ODM wins political parties fund battle against Kenya Kwanza

Azimio leader Raila Odinga, flanked by his deputies former Mombasa Governor Ali Hassan Joho (Left)and former Kakamega Governor Wycliffe Oparanya (Right) at Bomas of Kenya during the party's national governing council meeting on April 18, 2024. [Edward Kiplimo, Standard]

The High Court has declared Kenya Kwanza administration’s decision to reduce political parties fund illegal.

In a major win for the Orange Democratic Movement (ODM), High Court Judge Chacha Mwita found that Parliament cannot reduce the amount set in law.

The Judge argued that the money is provided for by the Political Parties Fund and ring-fenced by the Political Parties Act.

Justice Mwita said the money cannot be reduced through the Supplementary Appropriation Act.

The judgment means that ODM will now get Sh1.2 billion that had initially been slashed from the Sh6 billion fund.

“Having considered the petition and arguments by parties, and aware of the decision of the Court of Appeal on this issue, the inescapable conclusion I come to, is that the National Assembly has a positive statutory obligation to allocate to the Political Parties Fund money that is not less than zero point three percent of revenue collected by the national government,” the Judge ruled.

The Raila Odinga-led party had asked the High Court to suspend implementation of the supplementary budget after the Kenya Kwanza government slashed political parties' fund by Sh1.2 billion.

The Orange party's lawyer lawyer Jackson Awele told the court that initially, the allocation was Sh1.475 billion. However, Awele explained that this was below the Sh6 billion allocated to political parties during the 2023-2024 financial year.

The lawyer argued that a total of Sh1.2 billion was missing from the allocation in the supplementary budget.

Awele claimed that the intention of the Kenya Kwanza regime led by President William Ruto was to cripple multi-party democracy by starving opposition parties of funds.

“There is plausible cause to believe that the respondents’ actions are a well calculated, deliberate, surreptitious collateral attack on multi-party democracy, the fundamental pillar under-girding the Republican, sovereign democratic state that the Constitution declares Kenya to be by gradually undermining, weakening and destroying the effectiveness of political parties,” he said.

In 2019 Court of Appeal ordered the government to allocate at least 0.3 per cent of the national budget to political parties.

Each party was to get funds according to the number of its members in Parliament.

In court, Awele said Ruto assented to the Supplementary Appropriation Act (no 3), 2023, paving way for the use of the funds allocated.

However, he said the government allegedly amended the law and slashed the amount.

The Orange party argued that the Registrar of Political Parties, Ann Nderitu, confirmed that the reduction violated the law.

ODM asked the court to freeze the implementation of the supplementary budget.

In the alternative, the party urged the court to force the National Treasury Cabinet Secretary Njuguna Ndungú to release the full entitlement.

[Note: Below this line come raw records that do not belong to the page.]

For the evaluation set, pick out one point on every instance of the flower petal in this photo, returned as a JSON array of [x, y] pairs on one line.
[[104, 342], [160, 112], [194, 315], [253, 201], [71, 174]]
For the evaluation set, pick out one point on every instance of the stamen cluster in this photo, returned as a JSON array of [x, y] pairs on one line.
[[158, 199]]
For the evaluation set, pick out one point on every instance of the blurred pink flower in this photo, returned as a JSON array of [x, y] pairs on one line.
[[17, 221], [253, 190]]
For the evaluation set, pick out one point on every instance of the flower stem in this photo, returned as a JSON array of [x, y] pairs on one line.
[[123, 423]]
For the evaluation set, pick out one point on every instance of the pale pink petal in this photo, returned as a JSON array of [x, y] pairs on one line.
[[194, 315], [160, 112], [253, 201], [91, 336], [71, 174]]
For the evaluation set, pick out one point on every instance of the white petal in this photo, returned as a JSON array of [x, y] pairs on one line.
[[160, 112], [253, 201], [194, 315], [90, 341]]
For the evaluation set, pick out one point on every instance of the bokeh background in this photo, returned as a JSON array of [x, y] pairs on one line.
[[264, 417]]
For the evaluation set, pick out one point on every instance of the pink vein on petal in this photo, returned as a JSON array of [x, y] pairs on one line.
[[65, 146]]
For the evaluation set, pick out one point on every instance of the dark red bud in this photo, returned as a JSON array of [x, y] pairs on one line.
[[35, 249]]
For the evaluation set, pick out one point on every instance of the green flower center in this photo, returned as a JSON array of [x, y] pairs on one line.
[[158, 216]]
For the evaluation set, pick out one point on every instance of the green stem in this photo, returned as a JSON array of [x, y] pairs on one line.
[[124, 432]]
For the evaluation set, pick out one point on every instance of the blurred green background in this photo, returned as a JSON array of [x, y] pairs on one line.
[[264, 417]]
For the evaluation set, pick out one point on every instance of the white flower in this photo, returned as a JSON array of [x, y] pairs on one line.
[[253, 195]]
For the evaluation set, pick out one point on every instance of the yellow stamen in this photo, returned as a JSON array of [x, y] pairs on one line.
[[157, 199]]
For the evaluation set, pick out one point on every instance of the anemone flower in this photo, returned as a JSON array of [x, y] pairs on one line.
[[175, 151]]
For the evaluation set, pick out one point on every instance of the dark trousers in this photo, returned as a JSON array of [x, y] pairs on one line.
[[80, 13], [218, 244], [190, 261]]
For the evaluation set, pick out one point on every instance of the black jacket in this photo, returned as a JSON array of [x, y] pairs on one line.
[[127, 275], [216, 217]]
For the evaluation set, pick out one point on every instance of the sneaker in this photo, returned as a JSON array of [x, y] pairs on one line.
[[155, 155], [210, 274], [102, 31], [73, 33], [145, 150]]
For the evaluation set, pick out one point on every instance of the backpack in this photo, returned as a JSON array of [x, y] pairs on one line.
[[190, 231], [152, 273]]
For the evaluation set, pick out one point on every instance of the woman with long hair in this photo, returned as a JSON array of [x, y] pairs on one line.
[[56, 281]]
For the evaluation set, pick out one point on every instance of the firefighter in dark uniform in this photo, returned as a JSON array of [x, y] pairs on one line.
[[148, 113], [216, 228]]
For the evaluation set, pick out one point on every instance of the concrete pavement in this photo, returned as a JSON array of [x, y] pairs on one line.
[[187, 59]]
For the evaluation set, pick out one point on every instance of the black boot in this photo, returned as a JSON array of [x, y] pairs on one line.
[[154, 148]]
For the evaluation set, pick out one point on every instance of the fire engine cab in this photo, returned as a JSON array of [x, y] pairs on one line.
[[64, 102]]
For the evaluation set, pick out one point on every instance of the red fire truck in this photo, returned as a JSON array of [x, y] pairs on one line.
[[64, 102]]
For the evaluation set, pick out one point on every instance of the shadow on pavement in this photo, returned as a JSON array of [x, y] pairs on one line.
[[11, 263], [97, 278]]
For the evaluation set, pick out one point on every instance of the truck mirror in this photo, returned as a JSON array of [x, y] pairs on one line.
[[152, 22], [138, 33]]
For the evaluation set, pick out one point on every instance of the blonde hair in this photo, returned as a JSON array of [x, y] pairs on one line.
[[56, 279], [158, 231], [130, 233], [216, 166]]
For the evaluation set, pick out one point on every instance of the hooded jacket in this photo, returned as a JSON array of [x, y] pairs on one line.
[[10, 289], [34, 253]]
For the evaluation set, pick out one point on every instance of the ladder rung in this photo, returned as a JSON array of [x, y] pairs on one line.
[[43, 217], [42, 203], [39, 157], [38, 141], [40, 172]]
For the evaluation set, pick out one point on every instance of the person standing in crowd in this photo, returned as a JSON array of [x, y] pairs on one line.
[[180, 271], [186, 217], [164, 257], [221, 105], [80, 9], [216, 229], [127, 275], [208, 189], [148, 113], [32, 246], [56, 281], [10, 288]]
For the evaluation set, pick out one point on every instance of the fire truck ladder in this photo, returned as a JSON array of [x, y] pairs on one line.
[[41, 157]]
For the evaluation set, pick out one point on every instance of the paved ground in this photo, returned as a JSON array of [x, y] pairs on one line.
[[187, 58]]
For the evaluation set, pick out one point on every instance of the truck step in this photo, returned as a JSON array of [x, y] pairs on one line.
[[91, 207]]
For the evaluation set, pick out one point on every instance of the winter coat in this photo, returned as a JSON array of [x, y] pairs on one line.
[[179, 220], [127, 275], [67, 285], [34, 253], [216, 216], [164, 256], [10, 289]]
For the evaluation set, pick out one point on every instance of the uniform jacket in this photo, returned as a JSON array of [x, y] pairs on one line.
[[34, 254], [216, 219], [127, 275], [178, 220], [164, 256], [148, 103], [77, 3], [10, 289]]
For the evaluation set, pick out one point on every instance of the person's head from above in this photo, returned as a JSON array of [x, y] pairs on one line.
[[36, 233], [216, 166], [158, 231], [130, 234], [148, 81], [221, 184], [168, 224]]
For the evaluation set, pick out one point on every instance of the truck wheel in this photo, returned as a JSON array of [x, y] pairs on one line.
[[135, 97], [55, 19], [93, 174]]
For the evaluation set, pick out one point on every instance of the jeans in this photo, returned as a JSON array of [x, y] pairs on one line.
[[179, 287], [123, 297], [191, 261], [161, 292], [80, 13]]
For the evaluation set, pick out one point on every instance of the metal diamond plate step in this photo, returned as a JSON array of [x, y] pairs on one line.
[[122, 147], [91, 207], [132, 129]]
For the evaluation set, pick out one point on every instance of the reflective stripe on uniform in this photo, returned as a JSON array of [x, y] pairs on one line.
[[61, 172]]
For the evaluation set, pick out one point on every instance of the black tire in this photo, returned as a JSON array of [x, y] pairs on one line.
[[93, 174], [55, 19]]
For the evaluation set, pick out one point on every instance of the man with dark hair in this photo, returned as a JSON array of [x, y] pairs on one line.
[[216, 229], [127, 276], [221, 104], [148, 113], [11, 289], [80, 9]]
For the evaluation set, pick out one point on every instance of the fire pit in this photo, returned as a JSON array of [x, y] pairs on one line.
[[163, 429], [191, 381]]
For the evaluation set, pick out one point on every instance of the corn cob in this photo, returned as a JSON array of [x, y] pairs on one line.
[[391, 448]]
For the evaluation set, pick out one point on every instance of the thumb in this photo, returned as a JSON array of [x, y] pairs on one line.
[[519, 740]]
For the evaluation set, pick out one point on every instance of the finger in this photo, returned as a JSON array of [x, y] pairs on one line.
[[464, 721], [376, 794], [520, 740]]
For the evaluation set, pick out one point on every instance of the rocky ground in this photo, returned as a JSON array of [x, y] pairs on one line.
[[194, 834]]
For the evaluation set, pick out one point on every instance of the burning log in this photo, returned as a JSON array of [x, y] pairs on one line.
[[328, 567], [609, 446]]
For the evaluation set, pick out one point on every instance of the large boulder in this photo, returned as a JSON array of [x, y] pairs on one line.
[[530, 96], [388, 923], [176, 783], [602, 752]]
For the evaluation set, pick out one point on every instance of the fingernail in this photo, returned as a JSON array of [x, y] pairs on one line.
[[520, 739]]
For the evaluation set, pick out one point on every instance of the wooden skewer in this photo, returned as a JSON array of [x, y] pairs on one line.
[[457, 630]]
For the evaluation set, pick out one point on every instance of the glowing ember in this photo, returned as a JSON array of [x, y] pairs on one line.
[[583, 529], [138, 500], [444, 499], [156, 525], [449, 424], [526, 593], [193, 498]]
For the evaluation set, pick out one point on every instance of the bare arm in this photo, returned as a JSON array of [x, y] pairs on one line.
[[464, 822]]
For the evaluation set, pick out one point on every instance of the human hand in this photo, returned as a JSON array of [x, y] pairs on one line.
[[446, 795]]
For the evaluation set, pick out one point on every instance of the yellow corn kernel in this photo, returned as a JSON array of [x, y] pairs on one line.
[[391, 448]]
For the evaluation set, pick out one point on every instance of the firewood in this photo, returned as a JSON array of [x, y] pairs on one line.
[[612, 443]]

“The net effect of these reductions is that the petitioner or applicant, a political party with grassroots offices, several employees, member programmes and work plans in the whole of the Republic of Kenya has, without notice and in violation of its legitimate expectations in law been deprived of over Sh1.2 billion of much-needed funds thereby gravely compromising its ability to effectively discharge its mandate and or run its programmes,” said Awele.

The lawyer said a cursory review of the law signed by President Ruto showed the list of the offices or persons consulted and excluded political parties and the public.

He argued that public participation was cosmetic, designed to create the facade of compliance.

“Taken together with the colossal adverse variation to the appropriated funds to the political parties fund, it was imperative that all qualifying political parties and their members and members of the public at large be given a meaningful opportunity to appreciate and comment on the same,” said Awele.

ODM Executive Director Oduor Ong’wen argued that opposition parties will bear the greatest brunt and there is real danger of Kenya relapsing to autocracy or monocracy.

“The petitioner pleads that in passing the impugned Act, the National Assembly and the President failed in their mandate under Articles 10, 93, 94 and 139 to respect, uphold and defend the Constitution and in particular to promote and defend the edict of multipartyism and the rule of law,” said Ong’wen.

National Assembly Speaker Moses Wetang’ula and Treasury CS on the other hand argued that Parliament had powers to decide allocation to the fund.

They asserted that the case was a breach of separation of powers as courts could not force MPs and the Executive to give political parties money.

Prof Ndung'u told the court that the government had no more money to give as its focus was to settle 2022/2023 financial year carryovers, pending bills and provisions for emerging priorities and emergencies which included the drought and El Nino rains.

But the Registrar of Political Parties told the court that it was illegal and unfair to slash political parties' funds. Nderitu was of the view that the net effect of the decision is reduced meaningful inclusion of special interest groups in political and electoral processes, thus shrinking space for multi-party democracy.

She argued that during the financial year 2022-2023, Sh1.47 billion allocated to the Fund was reduced to Sh884 million.

In the following financial year, Sh1.47 billion was again allocated but was reduced by Sh876 million.